Visually, the film is a mixed bag. Trevorrow wants to be a proponent of film stock, having shot Jurassic World and now Dominion on a mixture of 35mm and 65mm (with some digital work peppered in). It’s nice that he’s supporting film stock financially, but what good is shooting on film if your movie has the same digital-sitcom look of certain Marvel movies?

On a similar note, the actual framing and composition of the shots can range. Sometimes, it feels like Trevorrow is biting off more than he can chew from a formal perspective, as a lot of his formal ambitions don’t mesh quite as well as they should, but it does shine in the action. That previously mentioned chase scene is sometimes a testament to this: itty bitty long takes permeate the scene, with a particular standout taking place in an apartment while Claire tries to escape a dinosaur. It’s not revolutionary, but the itty bitty long take here does add a sense of claustrophobia and energy. The ensuing chase also leads to an organic tension, fitting within the globe-trotting action-adventure vibe. Some problems arise during some of the early cross-cutting, as well as the ineffective “drama bombs”, but in the end, it makes for a fun time. At the end of this chase, when the music cuts out and the cross-cutting feels less jarring, the film is able to cut to the purity of the chase.

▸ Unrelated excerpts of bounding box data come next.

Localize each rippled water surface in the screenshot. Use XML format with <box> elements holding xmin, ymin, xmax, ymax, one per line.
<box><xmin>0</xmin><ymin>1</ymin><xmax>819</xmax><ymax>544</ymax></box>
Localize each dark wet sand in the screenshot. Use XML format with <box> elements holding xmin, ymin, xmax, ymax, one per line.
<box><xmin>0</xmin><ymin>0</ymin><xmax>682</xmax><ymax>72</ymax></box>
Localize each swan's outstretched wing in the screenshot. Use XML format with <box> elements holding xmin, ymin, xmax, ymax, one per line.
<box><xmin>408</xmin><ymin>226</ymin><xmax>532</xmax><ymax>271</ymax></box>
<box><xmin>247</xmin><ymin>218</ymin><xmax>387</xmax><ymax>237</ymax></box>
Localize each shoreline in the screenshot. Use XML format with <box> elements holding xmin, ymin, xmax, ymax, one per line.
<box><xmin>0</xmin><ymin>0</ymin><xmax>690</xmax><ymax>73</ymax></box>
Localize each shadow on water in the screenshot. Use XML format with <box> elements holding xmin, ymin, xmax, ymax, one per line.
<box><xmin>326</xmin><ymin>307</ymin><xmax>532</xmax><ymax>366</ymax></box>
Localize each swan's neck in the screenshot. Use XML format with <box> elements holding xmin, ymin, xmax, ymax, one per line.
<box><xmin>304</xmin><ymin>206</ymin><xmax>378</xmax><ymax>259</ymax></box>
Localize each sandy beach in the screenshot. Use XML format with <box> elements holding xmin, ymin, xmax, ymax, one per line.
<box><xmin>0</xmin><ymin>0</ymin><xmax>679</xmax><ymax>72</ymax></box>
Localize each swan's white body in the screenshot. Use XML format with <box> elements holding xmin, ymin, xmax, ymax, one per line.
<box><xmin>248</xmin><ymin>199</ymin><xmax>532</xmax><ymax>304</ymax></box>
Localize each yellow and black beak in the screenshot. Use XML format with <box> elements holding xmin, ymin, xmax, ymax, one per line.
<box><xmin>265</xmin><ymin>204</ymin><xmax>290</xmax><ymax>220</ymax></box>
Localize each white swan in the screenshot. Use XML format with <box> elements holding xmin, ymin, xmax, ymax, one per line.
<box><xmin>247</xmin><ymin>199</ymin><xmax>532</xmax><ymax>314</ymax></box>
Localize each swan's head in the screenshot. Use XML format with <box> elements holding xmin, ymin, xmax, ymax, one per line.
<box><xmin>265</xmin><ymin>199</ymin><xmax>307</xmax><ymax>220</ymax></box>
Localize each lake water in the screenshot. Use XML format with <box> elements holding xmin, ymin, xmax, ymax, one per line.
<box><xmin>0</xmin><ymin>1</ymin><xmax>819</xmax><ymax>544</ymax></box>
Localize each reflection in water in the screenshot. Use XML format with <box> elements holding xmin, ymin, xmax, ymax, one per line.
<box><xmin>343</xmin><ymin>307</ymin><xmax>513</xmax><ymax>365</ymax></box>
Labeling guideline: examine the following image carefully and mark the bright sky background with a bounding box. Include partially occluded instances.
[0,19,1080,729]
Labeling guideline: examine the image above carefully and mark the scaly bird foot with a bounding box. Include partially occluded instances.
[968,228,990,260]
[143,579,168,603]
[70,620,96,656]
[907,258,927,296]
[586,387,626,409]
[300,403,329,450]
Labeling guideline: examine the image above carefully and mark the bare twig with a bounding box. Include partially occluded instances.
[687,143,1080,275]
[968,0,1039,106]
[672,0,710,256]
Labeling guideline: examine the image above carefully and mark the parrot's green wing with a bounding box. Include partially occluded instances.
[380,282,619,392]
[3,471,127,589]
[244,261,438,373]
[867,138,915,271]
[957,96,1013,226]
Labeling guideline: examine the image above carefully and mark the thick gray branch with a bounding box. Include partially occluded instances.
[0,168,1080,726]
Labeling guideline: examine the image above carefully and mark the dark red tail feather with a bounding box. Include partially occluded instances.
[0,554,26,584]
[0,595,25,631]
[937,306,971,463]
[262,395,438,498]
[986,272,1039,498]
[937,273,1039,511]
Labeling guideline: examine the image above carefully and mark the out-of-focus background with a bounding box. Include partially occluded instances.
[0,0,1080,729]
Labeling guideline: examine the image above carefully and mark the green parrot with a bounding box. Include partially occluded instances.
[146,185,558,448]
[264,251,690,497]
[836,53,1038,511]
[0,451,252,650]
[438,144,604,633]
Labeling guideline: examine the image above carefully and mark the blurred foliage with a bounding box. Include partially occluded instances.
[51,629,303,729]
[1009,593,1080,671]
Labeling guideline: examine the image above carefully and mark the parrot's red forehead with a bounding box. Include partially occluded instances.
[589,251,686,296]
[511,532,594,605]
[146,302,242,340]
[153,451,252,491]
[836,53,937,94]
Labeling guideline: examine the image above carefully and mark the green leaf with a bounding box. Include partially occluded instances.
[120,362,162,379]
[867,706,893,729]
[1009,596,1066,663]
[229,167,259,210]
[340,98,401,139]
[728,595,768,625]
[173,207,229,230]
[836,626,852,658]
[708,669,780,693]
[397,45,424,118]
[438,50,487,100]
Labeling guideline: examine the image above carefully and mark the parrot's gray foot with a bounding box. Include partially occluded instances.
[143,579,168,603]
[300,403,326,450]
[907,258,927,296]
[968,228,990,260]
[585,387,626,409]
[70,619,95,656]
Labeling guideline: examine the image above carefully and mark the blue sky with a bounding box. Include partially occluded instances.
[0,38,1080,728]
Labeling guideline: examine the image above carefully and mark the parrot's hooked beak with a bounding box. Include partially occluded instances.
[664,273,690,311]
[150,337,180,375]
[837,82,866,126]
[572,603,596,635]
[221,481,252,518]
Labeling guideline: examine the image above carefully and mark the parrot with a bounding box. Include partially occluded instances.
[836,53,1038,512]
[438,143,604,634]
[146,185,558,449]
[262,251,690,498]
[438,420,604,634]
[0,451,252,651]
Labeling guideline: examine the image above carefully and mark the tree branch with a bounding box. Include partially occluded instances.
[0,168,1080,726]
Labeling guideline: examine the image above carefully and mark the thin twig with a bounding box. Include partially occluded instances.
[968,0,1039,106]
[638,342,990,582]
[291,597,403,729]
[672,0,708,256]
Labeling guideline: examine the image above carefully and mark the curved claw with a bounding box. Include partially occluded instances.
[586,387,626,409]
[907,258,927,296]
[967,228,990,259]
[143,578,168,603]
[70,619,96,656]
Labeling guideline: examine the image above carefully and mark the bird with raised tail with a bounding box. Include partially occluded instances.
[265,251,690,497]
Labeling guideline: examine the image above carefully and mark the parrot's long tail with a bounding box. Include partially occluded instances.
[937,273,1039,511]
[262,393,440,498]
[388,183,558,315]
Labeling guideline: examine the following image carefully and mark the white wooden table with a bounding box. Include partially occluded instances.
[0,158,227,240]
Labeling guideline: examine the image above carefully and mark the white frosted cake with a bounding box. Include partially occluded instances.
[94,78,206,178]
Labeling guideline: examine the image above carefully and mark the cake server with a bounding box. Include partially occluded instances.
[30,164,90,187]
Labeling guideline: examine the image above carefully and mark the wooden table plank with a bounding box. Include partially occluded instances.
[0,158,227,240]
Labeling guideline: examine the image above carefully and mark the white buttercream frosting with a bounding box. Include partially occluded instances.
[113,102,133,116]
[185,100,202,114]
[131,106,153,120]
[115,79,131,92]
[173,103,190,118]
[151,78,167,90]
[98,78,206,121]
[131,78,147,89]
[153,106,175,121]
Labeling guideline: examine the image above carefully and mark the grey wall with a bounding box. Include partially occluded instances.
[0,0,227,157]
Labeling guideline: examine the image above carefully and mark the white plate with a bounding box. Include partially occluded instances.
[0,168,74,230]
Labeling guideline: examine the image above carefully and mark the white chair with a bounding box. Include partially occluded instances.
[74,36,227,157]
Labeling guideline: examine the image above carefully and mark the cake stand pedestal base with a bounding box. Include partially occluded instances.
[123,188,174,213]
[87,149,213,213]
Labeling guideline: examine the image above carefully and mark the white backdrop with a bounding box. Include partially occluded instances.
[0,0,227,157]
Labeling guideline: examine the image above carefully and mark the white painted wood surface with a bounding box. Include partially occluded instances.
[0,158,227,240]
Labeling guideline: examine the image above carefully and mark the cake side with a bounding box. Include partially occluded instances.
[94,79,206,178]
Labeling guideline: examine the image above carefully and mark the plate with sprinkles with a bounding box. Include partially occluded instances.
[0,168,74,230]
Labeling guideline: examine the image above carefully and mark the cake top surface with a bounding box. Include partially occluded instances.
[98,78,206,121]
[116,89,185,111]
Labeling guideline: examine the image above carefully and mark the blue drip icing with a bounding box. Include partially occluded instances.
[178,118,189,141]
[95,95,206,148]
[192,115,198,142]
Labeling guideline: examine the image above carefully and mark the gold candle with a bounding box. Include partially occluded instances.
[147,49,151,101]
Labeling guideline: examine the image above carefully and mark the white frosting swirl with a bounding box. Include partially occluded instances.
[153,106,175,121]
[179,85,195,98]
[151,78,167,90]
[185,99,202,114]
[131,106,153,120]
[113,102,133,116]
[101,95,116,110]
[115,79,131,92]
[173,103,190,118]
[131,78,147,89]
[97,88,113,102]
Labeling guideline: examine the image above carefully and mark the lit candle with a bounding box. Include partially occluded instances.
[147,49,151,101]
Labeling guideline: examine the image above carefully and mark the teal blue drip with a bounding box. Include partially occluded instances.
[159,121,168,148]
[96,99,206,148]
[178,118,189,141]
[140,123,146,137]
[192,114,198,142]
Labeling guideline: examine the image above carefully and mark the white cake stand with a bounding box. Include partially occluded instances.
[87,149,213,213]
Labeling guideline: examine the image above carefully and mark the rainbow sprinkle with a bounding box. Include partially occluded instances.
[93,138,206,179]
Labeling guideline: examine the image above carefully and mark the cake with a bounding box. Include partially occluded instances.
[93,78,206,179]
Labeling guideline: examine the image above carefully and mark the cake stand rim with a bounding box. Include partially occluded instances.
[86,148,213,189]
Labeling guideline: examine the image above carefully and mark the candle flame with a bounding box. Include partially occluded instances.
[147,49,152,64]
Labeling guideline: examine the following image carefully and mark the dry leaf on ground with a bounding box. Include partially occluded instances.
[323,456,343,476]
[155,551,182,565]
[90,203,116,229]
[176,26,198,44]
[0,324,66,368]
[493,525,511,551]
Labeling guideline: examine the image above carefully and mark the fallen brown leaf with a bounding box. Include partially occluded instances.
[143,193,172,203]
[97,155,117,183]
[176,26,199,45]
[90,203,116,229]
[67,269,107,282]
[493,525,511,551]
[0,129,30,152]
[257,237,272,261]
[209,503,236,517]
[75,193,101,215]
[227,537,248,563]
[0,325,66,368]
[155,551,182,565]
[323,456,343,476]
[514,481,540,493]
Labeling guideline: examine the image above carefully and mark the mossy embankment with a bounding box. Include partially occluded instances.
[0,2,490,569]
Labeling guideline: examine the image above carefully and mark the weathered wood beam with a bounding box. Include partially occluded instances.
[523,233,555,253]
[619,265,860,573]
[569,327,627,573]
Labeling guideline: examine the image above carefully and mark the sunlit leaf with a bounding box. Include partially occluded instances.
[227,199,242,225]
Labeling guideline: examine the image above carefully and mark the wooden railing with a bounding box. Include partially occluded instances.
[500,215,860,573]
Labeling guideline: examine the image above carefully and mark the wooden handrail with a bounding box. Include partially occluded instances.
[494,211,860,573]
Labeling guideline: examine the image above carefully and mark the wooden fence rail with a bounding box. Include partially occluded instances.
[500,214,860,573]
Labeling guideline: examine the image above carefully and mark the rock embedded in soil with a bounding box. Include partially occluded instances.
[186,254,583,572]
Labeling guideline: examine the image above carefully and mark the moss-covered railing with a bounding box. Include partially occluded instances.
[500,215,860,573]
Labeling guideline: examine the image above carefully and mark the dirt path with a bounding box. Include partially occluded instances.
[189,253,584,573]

The highlight of the filmmaking has to be the dino-sanctuary that’s the setting for the film’s climax. Claire crash lands on her own and must escape an enormous, blind carnivore. Crawling into a nearby pond, the camera stays focused on Claire, with the blind carnivore slowly becoming aware of her presence. When she takes a breath and dives underwater, the carnivore’s snout hovers above the unimpeachable surface. It eventually roars, leading to a slight but significant shift in the composition, showing us Claire beneath that previously unimpeachable surface.

In terms of the cast, it feels like I’m playing into the studio’s hand when saying how nice it is to see the original cast together again, but that pleasure can’t be denied. They have their fun⁠—especially in conjunction with the newer stars. When they all come together in the climax, Trevorrow and cinematographer John Schwartzman use no end of wide shots, making sure we get to see all the new guys and the old guys in the same shot together. It has the same feeling as a crossover cartoon, something like Scooby Doo Meets Courage The Cowardly Dog, and that is not an insult.

In the end, Jurassic World Dominion isn’t great, and I can’t imagine my estimation of it will grow after this initial viewing. Indeed, this initial viewing is probably what Universal was hoping would happen, as I saw it with my Mom, who took me at 4.5 months to see the first Jurassic back in 1993 (I apparently didn’t cry and stared at the screen for the duration). This was undoubtedly a nicer memory than the film itself, but the film itself is, at least, a deeply flawed but fun theme park ride. 

Jurassic World Dominion is now playing in theaters.